Good, 'cause it's further on the right on our number line, so actually this works when n equals negative one it works so maybe try some other ones, maybe try, like, negative two.

And then similarly put it into these different ones as well and see which ones work.

Good luck with it.

Okay, so for this first one, generate examples of n where three times n is less than two times n.

Now, I showed in the support that n, when n equals negative one, it holds true and, actually, for any n less than zero, for any negative n, it will actually be true.

So really, really well done if you got that.

Okay, so what about b? What did you get? When did it work? Did it work for zero? Yes.

When n equals zero we get three times zero being greater, because that equals zero, is greater than two times zero take away one.

Two times zero is zero, take away one, just leaves it as negative one.

Zero is greater than negative one so it works for n equals zero and, actually, it'll work for any n being greater than negative one.

Now, massive, massive credits if you figured those bits out, if you figured out inequalities and that is going above and beyond and really, really well done.

So, finally, for two, for c, did you work out anything? This one was hard.

Yeah, you had to use fractions and not even just an old fractions, negative fractions.

So, for example, if you used n equals negative a half, you'll get two times negative a half take away one is less than three times negative a half which is less than two times negative a half.

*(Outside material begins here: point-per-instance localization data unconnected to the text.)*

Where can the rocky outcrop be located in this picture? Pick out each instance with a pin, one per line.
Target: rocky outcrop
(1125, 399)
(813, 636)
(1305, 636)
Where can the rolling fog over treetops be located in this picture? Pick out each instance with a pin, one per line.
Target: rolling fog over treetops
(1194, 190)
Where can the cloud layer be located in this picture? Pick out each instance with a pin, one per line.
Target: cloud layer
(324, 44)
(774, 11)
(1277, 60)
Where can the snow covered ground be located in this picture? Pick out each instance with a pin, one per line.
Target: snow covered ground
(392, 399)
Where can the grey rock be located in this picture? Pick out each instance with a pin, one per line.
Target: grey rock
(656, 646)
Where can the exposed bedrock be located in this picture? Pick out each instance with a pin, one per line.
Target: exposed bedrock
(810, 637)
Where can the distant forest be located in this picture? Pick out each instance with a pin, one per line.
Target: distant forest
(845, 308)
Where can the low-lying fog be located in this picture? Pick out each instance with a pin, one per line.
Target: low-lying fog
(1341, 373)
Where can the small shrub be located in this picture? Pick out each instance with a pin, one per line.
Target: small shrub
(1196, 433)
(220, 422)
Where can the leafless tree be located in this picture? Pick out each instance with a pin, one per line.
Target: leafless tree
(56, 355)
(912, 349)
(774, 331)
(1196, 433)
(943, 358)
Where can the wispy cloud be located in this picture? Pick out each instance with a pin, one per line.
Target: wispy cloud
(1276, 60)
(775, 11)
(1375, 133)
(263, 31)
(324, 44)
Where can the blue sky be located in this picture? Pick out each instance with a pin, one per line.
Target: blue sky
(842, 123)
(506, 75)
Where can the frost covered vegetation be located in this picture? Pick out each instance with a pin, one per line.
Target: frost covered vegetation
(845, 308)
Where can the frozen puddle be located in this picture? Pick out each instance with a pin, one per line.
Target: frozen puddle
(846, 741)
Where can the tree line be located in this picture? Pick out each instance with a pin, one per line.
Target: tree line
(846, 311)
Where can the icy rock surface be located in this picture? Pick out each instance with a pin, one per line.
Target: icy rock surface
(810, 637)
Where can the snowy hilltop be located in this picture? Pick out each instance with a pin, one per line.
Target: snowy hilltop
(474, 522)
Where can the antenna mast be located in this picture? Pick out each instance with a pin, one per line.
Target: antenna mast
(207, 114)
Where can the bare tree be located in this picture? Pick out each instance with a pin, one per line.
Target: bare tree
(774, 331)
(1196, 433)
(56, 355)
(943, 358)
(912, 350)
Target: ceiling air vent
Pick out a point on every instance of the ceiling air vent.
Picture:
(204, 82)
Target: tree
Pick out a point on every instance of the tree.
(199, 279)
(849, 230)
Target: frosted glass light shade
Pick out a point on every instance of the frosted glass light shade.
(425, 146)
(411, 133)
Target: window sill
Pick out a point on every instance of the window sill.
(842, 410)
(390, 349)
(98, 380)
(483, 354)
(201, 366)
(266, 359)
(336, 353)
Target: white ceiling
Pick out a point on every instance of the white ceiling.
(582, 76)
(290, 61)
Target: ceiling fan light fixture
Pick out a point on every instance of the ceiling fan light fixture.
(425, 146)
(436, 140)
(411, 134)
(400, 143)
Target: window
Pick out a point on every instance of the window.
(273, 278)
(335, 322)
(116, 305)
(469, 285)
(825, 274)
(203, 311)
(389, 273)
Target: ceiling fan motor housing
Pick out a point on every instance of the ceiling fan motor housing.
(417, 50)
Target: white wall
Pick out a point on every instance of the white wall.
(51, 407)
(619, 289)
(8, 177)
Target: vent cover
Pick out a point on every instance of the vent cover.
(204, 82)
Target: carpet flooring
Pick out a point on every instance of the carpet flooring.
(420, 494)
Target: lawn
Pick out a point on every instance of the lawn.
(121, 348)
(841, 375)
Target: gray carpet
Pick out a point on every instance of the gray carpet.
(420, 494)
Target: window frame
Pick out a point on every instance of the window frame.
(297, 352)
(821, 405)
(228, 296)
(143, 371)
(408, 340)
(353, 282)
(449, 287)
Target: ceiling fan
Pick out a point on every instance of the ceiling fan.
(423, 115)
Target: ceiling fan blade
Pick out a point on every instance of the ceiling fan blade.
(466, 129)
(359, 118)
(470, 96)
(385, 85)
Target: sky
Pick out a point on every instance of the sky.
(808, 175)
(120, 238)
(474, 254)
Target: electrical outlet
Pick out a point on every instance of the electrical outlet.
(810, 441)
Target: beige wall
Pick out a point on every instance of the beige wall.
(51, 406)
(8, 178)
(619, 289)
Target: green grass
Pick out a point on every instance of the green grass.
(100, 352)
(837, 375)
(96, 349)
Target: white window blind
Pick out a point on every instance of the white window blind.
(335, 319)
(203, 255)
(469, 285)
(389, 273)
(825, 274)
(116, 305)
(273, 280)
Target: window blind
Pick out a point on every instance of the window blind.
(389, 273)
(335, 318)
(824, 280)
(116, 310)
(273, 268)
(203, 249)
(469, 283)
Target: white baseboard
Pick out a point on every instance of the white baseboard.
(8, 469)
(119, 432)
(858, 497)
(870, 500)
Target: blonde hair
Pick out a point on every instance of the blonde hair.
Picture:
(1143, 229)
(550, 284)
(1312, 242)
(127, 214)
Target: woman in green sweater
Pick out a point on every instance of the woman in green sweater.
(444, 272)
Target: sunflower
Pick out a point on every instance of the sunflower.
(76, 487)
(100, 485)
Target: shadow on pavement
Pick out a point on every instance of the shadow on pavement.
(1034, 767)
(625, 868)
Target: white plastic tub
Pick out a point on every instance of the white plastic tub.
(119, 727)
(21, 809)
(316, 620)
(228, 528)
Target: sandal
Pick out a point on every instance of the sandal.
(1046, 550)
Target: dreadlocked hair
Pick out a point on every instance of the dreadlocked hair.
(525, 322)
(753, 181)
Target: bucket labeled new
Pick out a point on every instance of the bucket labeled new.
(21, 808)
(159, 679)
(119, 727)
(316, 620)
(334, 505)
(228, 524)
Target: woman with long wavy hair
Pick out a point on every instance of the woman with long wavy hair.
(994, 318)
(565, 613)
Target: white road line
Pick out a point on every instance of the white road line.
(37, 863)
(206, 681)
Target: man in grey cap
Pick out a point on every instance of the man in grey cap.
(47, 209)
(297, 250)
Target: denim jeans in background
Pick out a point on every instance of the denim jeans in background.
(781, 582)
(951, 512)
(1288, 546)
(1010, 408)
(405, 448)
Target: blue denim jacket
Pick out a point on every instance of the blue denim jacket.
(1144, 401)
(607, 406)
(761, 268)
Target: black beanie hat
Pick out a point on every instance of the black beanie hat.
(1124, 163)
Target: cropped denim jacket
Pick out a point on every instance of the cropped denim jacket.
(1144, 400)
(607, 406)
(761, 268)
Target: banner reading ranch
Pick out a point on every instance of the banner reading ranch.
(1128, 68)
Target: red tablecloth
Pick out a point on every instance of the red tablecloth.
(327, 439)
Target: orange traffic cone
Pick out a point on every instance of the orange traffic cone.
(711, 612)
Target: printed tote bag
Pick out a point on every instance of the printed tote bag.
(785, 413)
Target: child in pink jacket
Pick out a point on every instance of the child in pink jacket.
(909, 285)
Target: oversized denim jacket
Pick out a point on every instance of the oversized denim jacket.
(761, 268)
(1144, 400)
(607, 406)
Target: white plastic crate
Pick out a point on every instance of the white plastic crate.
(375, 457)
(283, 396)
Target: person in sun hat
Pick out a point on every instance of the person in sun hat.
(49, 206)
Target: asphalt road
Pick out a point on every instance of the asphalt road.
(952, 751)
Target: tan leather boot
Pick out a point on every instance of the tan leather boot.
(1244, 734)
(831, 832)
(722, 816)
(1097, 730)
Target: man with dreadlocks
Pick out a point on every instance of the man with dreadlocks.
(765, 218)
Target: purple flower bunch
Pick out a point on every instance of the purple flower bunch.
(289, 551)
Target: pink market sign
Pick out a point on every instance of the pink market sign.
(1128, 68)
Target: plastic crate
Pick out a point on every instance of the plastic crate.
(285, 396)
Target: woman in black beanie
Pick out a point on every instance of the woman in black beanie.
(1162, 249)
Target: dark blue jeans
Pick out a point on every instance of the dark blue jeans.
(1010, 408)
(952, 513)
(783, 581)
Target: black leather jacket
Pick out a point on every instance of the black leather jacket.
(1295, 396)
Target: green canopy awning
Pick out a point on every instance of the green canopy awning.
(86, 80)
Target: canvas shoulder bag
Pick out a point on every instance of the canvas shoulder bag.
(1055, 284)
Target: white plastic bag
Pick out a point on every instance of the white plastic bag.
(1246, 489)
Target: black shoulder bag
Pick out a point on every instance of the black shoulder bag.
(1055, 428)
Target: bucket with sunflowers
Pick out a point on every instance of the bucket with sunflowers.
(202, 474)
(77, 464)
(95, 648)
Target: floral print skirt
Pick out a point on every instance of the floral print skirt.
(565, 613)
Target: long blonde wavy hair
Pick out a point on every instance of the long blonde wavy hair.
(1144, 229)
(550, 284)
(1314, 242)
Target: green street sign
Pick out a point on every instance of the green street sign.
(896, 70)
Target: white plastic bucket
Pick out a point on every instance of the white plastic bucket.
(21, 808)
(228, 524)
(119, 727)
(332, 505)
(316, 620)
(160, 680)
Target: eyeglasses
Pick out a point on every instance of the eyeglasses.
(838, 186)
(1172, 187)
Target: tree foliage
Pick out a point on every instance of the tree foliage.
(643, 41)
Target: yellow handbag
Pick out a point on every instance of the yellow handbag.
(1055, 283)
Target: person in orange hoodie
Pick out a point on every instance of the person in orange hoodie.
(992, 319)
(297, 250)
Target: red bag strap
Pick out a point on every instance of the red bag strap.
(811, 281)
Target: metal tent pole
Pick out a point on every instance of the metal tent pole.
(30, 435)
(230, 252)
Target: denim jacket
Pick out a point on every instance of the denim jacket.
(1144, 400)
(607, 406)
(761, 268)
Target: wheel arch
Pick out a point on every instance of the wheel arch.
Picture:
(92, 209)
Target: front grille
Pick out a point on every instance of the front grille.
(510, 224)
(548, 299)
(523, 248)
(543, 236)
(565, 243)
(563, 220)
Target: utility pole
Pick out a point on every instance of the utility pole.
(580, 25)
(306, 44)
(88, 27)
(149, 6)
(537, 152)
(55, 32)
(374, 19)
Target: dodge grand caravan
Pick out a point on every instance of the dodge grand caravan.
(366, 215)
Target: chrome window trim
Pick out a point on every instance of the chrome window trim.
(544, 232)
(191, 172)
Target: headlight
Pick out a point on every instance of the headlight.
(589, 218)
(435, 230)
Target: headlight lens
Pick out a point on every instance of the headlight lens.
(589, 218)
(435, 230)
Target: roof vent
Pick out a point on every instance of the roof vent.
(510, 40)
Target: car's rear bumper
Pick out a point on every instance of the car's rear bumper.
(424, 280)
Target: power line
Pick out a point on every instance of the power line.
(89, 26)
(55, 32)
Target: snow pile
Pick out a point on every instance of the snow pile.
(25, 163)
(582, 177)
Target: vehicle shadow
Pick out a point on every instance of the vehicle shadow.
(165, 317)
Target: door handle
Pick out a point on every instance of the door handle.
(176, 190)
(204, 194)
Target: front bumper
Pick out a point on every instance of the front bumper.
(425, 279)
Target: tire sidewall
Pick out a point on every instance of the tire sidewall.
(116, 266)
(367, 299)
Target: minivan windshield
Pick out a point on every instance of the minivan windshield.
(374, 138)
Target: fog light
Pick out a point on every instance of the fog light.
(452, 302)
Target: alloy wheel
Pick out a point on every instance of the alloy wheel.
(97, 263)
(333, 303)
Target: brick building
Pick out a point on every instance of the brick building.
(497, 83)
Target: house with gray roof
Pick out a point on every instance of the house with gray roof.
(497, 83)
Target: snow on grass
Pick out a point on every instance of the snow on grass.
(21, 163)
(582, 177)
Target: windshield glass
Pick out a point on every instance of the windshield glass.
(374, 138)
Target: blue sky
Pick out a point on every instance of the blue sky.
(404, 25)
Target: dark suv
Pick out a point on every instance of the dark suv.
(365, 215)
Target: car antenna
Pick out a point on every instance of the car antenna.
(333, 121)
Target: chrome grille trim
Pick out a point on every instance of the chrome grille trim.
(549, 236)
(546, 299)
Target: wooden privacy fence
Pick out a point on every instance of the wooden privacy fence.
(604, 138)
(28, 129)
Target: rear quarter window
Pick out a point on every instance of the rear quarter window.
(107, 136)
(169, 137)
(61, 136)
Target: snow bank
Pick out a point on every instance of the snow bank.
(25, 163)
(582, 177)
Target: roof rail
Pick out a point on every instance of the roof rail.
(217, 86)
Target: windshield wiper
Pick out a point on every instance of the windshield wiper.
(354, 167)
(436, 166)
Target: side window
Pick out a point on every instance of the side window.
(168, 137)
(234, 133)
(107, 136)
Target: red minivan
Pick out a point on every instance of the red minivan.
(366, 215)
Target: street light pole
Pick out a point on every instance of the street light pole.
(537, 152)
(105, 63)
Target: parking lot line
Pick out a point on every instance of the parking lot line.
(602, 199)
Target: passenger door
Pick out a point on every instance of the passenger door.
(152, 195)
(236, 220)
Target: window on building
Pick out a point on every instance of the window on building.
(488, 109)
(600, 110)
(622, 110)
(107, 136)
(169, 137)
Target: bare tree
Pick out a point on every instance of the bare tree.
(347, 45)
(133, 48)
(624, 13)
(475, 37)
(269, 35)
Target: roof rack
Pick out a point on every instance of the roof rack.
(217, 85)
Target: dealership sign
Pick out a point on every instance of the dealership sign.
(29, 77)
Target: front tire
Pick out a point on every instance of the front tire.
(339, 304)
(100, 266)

Right, let's check that out.

So, if I have negative a half, so it's like that.

So, if I have two lots of it take away one, well, two times negative a half becomes, yeah, negative one and negative one take away one is negative two.

So negative two is that answer.

And then three times negative a half, so I'm at negative one here, considering this to be zero, so take away another negative a half makes me at negative one and one half.

So, negative one and one half, is that bigger than negative two? Yes it is.

So, because it's closer to zero, it's closer to the right, so therefore that's true, so negative one and a half or negative three over two, depending on what you did, and then finally two times negative a half, what's that? We already worked that out, didn't we? That was negative one, which is bigger, so it holds true for n equals negative a half.

That one was the hardest one.

That was a bit of a challenge, so really, really fantastic work if you got that.

Okay, well done everyone! The main thing that I want you to learn from this lesson was that multiplication can be seen as scaling it.

So we have our scale factor, which was how many lots of the original we have and remember it can be decimals as well, okay? And, you know, you guys have had a go and understood about commutativity so that's when the order doesn't matter and even that other identity which you might have written down, maybe you remember it.

Can you? Yeah, a times negative b equals to b times negative a? Fantastic, have a go at the exit quiz and see what you can do.

Bye.